Sometimes it wrongs a person to intentionally do them what is known to be in their own best interest. If by torturing you for 60 minutes I can prevent you from being tortured in the same way for 70 minutes by someone else, it may be in your best interest that I torture you. But it is still wrong for me to torture you. Cases of this sort can be multiplied, though of course only deontologists will find any of them plausible.

(One can also analyze these cases as ones where the action is wrong because it is a violation of the agent’s own human dignity. I think the actions are violations of the agent’s own dignity, but they are violations of the agent’s dignity because they wrong the other party.)

These are cases where your action wrongs someone but causes them on balance benefit. This means that to be wronged does not entail being on balance harmed.

Here is how I think we should think of these cases. The true ethics is an ethics of love: I should love everyone. But benevolence is only one of the three fundamental aspects of love, with the other two being union and appreciation.

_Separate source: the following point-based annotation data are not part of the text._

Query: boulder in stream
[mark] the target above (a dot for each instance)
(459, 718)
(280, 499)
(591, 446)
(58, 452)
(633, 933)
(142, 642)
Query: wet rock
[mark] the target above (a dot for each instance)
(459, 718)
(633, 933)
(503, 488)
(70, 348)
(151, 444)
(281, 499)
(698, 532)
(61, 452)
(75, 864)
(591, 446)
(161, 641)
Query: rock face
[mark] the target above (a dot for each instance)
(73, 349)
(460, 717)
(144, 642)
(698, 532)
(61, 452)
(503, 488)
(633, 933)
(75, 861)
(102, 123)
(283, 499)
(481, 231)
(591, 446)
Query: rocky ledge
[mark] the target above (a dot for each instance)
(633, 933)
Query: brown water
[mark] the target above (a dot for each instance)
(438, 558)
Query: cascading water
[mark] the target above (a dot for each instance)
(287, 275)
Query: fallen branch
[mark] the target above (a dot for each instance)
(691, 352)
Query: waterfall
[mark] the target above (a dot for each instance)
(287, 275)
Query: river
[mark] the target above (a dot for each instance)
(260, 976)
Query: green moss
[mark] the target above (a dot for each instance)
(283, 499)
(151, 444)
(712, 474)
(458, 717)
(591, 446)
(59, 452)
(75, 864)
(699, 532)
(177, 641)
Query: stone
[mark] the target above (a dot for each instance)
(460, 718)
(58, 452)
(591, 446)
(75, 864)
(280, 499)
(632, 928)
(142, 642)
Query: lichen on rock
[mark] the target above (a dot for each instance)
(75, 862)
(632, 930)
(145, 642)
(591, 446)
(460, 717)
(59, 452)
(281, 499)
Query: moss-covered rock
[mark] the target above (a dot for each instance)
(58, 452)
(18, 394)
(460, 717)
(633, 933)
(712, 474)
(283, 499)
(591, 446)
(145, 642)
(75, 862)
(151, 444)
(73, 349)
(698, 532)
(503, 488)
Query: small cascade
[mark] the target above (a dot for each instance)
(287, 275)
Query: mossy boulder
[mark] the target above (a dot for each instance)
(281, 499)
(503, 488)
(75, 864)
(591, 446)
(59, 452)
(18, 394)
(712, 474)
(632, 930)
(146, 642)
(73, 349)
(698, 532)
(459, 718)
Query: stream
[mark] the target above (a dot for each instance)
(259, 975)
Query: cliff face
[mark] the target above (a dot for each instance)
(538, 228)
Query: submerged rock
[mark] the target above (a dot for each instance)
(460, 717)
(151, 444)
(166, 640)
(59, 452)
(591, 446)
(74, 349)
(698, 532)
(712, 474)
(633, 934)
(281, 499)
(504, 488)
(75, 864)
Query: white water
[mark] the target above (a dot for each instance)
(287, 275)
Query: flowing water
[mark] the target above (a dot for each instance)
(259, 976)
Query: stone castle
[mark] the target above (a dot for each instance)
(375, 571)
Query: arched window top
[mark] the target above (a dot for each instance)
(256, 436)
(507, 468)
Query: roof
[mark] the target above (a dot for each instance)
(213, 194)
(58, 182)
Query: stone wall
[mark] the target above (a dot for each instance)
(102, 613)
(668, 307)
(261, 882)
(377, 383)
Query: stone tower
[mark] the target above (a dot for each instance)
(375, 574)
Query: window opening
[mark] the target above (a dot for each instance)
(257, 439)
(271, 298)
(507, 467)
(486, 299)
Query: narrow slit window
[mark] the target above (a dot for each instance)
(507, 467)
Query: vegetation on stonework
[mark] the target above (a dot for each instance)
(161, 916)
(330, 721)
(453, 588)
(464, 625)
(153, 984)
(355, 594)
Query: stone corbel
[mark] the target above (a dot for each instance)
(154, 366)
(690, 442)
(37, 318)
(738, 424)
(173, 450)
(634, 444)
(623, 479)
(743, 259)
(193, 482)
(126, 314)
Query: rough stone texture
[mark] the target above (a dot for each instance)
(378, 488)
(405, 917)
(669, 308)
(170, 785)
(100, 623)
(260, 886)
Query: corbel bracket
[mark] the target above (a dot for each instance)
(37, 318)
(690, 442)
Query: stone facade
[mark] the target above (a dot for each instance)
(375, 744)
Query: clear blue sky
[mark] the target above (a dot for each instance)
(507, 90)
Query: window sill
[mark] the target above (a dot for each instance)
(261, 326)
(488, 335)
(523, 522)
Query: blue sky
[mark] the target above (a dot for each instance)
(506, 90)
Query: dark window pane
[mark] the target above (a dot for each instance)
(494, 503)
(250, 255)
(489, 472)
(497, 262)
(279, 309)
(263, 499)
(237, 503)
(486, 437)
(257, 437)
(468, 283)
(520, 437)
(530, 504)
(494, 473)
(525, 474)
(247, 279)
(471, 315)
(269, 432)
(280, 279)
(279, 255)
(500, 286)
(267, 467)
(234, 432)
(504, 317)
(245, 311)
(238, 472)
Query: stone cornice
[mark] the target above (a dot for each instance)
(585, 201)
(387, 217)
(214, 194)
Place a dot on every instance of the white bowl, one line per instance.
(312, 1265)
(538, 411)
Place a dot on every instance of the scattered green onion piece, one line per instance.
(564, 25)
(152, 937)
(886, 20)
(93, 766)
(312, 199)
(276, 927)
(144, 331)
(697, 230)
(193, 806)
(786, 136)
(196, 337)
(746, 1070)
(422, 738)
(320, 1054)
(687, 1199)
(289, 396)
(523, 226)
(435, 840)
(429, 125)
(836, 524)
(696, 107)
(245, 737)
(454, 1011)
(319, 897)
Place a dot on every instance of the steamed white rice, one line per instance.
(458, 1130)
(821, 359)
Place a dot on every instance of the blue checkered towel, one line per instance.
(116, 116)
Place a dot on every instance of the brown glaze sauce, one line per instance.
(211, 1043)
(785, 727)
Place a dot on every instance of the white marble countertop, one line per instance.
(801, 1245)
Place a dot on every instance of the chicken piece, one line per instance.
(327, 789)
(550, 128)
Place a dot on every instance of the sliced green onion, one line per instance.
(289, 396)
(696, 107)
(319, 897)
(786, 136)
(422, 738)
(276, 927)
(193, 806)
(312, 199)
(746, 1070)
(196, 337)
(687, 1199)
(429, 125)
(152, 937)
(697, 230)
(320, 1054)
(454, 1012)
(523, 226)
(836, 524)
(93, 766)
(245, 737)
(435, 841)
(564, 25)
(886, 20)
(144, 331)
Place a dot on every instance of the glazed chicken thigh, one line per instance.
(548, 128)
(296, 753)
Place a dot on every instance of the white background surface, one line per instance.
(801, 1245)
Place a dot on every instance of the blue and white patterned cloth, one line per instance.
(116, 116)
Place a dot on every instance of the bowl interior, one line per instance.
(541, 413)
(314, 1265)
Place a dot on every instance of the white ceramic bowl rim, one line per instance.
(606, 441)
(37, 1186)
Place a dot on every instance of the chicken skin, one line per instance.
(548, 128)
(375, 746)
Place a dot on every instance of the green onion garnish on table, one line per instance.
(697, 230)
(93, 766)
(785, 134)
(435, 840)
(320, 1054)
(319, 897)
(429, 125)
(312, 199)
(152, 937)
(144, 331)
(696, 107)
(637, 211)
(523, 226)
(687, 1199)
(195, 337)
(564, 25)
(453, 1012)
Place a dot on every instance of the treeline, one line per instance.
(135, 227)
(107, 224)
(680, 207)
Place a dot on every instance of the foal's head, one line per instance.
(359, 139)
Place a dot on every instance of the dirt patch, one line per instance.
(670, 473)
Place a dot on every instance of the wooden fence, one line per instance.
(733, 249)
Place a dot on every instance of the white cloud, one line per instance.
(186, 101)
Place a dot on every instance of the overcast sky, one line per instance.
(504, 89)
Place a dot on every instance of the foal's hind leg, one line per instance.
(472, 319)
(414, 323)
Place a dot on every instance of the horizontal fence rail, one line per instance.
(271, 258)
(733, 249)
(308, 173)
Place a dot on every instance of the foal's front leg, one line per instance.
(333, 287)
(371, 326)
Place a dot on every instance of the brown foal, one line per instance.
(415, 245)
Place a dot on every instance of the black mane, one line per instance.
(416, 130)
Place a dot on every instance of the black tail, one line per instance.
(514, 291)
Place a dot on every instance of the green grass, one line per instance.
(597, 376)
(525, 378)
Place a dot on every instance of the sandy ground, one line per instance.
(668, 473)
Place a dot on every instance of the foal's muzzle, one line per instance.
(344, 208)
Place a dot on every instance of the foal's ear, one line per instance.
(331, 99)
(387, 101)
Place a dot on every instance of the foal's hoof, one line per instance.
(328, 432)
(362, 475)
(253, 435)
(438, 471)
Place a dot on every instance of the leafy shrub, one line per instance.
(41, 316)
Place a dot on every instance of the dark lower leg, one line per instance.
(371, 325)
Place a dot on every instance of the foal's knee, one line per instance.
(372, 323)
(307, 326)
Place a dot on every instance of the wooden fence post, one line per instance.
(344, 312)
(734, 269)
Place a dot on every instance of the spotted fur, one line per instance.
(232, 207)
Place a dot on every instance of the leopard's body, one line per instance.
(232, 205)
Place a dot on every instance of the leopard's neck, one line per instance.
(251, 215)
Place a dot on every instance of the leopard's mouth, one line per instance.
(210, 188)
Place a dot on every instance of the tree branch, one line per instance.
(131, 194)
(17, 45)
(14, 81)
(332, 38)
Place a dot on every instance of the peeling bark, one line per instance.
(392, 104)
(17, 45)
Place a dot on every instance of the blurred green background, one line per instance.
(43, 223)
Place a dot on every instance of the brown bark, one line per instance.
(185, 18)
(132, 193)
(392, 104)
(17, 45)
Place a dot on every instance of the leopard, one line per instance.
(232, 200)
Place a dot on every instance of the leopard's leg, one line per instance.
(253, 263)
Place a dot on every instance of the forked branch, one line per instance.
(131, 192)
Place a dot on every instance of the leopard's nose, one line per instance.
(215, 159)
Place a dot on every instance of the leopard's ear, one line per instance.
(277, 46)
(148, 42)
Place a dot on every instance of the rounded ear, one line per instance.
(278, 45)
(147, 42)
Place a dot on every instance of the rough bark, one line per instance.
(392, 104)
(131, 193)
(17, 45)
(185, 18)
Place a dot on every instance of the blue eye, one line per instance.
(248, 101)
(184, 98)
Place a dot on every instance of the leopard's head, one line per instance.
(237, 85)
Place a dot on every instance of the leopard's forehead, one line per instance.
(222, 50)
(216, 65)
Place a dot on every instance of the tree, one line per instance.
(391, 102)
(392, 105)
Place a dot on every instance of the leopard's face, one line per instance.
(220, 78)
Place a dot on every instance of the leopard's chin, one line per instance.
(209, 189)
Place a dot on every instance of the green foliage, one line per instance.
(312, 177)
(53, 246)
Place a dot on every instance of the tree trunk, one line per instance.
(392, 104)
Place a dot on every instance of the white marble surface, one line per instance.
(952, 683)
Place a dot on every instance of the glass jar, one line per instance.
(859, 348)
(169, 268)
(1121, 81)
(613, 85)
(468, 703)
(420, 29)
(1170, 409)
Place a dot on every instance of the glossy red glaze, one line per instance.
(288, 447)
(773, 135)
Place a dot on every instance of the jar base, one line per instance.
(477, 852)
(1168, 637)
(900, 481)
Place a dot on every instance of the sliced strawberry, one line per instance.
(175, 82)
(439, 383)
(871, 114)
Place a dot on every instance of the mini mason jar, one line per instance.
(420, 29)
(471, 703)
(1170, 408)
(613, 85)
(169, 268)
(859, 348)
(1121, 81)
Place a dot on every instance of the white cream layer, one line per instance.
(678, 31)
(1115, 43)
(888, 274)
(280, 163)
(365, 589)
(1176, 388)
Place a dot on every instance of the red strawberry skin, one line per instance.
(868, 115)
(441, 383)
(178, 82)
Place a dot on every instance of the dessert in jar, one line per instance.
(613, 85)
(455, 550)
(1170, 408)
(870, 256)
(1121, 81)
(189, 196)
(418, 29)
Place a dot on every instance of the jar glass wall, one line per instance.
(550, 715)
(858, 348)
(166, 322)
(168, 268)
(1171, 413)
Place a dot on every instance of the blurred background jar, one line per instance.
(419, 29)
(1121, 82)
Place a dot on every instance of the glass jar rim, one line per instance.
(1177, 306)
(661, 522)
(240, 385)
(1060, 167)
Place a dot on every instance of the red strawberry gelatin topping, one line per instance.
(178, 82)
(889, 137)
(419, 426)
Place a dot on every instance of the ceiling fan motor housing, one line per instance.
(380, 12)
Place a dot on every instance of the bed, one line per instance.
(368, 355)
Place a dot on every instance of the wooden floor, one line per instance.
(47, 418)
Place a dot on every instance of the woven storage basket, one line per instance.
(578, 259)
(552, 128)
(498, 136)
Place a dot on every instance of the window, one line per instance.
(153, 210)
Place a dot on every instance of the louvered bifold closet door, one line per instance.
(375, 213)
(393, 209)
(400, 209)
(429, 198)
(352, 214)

To wrong someone is to violate one or more of the three aspects of love. If I intentionally do something that is known to be in your best interest, I do not violate the benevolence aspect of love. But I may violate one of the other two aspects. In the cases I am thinking of, like torture, the act is an affront to your human dignity, and by affronting your human dignity I am directly acting against the appropriate kind of unitive relationship between human beings—hence, I violate the unitive aspect of love.

It may seem, however, that these are cases where I have a real moral dilemma. For if I refuse to do the act, then it seems I am violating the benevolence of love. But this is mistaken. To fail to be benevolent is not to oppose benevolence. Some cases are obvious. If I fail to be benevolent to you because someone just as close to me has a greater need, I may have done something not in your best interest, but I have not violated the benevolence of love. Now, if I intentionally did to you what was not in your best interest because it was not in your best interest, then I have violated love.


Angra Mainyu said...


It seems to me that for every wrong action A with victim V, there is an equally wrong possible action A', in which the mind of the perpetrator is the same, but there is no victim (e.g., the perpetrator is in a simulation and the apparent victim is a NPC). So, it seems to me that facts like whether the action wrongs someone never makes an action immoral.

In particular, if your scenario with the 60 minutes of torture is immoral (it probably is, I think, but I reckon it wouldn't if we were talking about 60 minutes vs. expected 60 billion years of worse torture, for example), it's not because the victim is wronged. We can consider the variant where the NPC is apparently tortured, and the behavior is equally immoral even if the NPC has no mind, cannot suffer anything and cannot be wronged.

Alexander R Pruss said...

Sure, many a moral theory needs to have a story about the derivative wrongness of things that subjectively look just like primary wrongs.
There will be technical issues there.